This
Dish
Yoghurt in the fridge? Then make this.
Curry flatbreads with roasted carrot dip — easy, comforting and made for sharing.
Made entirely with BIOG organic ingredients.
Yoghurt in the fridge? Then make this.
Curry flatbreads with roasted carrot dip — easy, comforting and made for sharing.
Made entirely with BIOG organic ingredients.
For the roasted carrots:
400g BIOG carrots
2 garlic cloves, whole
1 tbsp BIOG olive oil for frying
1 ½ tsp BIOG cumin seeds
A squeeze of lemon juice
1 tbsp BIOG honey
For the dip:
175g BIOG julienne carrots
½ tsp BIOG curry powder
150g cream cheese
150g BIOG yoghurt
a bit of lemon zest
1 tbsp BIOG native olive oil from Kreta
Salt and pepper
For the flatbreads:
200g BIOG T55 flour + extra for dusting
2 tsp baking powder
½ tsp salt
1 tsp BIOG curry powder
175g BIOG yoghurt
BIOG olive oil, for frying
To finish:
2 tbsp BIOG almonds
A handful of ruccola, chopped
BIOG native olive oil from Kreta
Makes 8 small flatbreads and one large dip to go with them
Start by roasting the carrots.
Preheat the oven to 180°C fan. Peel the carrots and cut into slices.

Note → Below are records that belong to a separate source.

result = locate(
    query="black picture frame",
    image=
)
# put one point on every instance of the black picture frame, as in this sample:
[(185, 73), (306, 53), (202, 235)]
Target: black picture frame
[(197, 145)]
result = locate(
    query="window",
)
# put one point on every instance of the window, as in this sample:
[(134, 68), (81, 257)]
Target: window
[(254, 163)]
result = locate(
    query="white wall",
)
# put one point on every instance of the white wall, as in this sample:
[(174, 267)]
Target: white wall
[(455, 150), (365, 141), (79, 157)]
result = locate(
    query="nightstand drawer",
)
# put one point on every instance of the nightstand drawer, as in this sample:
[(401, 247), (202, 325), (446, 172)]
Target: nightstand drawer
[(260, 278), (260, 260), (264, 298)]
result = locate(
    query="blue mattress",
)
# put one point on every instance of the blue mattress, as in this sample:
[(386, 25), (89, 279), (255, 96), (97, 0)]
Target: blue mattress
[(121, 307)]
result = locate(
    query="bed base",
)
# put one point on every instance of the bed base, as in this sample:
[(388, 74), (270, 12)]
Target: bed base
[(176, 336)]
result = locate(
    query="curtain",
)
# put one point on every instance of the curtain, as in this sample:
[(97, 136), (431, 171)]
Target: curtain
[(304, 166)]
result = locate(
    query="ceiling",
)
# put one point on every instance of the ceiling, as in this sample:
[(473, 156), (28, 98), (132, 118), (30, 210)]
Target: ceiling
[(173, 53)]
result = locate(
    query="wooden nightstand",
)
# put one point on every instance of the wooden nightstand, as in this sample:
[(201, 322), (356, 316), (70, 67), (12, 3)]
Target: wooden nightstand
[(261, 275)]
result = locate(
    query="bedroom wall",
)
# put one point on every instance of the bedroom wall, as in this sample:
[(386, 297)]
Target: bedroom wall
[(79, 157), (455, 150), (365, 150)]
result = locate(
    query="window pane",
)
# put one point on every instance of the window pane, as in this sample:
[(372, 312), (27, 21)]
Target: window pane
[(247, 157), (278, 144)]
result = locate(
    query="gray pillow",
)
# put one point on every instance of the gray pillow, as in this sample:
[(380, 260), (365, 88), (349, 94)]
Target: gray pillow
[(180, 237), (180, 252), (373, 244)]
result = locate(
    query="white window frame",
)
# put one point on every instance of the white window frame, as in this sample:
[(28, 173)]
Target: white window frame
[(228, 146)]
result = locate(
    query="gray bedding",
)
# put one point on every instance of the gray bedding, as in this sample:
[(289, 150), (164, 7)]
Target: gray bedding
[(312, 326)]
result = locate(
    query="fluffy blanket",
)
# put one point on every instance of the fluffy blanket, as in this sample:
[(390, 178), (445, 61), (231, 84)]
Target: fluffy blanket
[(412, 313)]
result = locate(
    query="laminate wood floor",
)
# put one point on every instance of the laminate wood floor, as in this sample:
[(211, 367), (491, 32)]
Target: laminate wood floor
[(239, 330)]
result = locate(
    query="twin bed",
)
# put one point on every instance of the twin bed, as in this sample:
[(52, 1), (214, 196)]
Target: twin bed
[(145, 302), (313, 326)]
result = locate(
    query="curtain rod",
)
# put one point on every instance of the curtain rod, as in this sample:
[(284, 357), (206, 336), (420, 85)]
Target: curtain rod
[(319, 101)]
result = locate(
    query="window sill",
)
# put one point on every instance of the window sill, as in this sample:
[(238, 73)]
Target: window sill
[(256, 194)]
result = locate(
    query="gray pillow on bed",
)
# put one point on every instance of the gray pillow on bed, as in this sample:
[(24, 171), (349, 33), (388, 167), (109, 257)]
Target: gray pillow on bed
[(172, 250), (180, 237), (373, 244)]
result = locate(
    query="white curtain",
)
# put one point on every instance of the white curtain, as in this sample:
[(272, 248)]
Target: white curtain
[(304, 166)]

Put them into an oven tray with the whole garlic cloves. Drizzle with olive oil and season with cumin seeds, salt and pepper, and a good squeeze of lemon juice.
Cover the tray with foil and bake in the preheated oven for 15 minutes. After 15 minutes, remove the foil and bake for another 20 minutes, drizzling the carrots with honey for the final 5 minutes. Set aside to cool completely.
Meanwhile, fry the julienne carrots in a bit of olive oil with curry powder, a pinch of salt and a splash of water until they start to soften. Transfer into a bowl and leave to cool completely.
Continue by making the flatbreads. Put all the dough ingredients except the olive oil into a bowl and mix with a spoon. Once the dough starts to come together, knead briefly with your hands.
Cut the dough into 8 parts. Lightly flour the work surface, roll the first piece of dough in flour, then roll into a 1cm thick flatbread.
Heat a drizzle of olive oil in a frying pan and fry the flatbreads for about 2 minutes on each side, until the base is cooked and golden brown. Set aside.
Assemble the dip. Mix the cream cheese and the yogurt with a bit of lemon zest and salt and pepper. Pop the roasted garlic cloves out of their skins and mash. Stir through the yoghurt with the cooled julienne carrots and season to taste. Spread the dip on a plate, and top with the cooled roasted carrots.
To finish, dry-roast the almonds in a frying pan, roughly chop and sprinkle over the carrots with the chopped rucola. Finish with a drizzle of olive oil, a touch of fleur de sel and serve with the flatbreads.